Hereditary Myelopathies

Hereditary myelopathies are an important and likely underappreciated component of neurogenetic disease. While previously distinctions have been made by age of onset, the growing power and availability of high-quality neuroimaging and next-generation sequencing are increasingly expanding classical phenotypes and diminishing the utility of age-based classifications. Increasingly, cases of atypical disease presentations are challenging past assumptions regarding the age of onset and survival in many disorders and identifying allelic syndromes in others. Despite this, there is poor awareness of the potential for spinal involvement in many diseases that typically affect the brain. Broadly speaking, congenital myelopathies can be neuroanatomically grouped into motor neuron, axonopathy, spinocerebellar, cerebroleukodystrophy, and pan-neuraxis (generally central nervous system predominant with associated axonopathy) disorders. Here, we review hereditary causes of myelopathy, organized by neuroanatomy, and highlight atypical presentations.
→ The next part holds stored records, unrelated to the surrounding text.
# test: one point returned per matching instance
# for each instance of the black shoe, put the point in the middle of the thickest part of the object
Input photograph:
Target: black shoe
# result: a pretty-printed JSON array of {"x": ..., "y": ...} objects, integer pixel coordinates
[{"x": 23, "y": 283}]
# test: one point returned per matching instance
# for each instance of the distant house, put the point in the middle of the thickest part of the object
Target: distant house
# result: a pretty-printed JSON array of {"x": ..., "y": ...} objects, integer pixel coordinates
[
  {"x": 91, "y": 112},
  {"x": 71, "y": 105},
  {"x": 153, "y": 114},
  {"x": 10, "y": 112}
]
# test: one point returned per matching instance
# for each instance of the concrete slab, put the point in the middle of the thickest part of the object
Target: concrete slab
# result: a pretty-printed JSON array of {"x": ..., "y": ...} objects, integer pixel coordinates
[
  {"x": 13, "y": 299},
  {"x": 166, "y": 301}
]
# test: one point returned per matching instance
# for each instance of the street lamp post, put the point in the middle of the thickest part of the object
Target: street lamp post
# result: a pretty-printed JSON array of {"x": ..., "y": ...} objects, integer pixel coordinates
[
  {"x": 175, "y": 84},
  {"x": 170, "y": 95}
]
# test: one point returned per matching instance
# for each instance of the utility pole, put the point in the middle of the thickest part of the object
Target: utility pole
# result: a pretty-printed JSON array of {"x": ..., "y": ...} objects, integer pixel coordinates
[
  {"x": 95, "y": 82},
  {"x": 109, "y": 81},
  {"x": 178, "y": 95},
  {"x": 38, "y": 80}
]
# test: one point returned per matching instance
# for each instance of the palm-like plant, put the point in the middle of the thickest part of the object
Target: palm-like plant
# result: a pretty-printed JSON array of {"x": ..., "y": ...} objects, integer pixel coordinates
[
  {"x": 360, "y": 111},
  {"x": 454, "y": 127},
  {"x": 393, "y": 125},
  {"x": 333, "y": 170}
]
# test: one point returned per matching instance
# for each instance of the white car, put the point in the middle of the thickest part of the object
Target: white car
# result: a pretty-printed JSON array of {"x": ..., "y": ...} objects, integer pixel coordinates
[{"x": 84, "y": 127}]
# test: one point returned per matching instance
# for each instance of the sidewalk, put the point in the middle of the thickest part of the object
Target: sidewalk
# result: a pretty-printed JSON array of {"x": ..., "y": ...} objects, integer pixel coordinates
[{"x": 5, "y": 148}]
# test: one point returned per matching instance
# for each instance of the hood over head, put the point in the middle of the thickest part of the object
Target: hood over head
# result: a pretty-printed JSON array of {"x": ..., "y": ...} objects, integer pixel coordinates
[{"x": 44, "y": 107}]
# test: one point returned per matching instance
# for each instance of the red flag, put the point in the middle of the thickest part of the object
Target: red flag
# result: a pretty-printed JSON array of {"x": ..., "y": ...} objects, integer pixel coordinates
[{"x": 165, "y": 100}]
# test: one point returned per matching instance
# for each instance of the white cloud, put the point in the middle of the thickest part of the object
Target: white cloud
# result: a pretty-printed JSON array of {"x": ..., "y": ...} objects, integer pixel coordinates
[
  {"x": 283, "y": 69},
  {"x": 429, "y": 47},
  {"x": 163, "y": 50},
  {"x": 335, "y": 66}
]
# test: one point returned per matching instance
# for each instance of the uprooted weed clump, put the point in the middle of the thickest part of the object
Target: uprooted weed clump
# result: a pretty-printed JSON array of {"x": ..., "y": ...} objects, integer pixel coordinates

We discuss findings concerning an underlying genetic etiology for myelopathy, as well as practical, technical, and ethical considerations of diagnostic genetic testing.

Automated summary

Hereditary myelopathies are an important and often underestimated component of neurogenetic diseases. Advances in neuroimaging and sequencing technologies have expanded classical phenotypes and challenged previous assumptions about age of onset and survival. Atypical presentations are increasingly being recognized, leading to a better understanding of the genetic basis of myelopathy and considerations for genetic testing.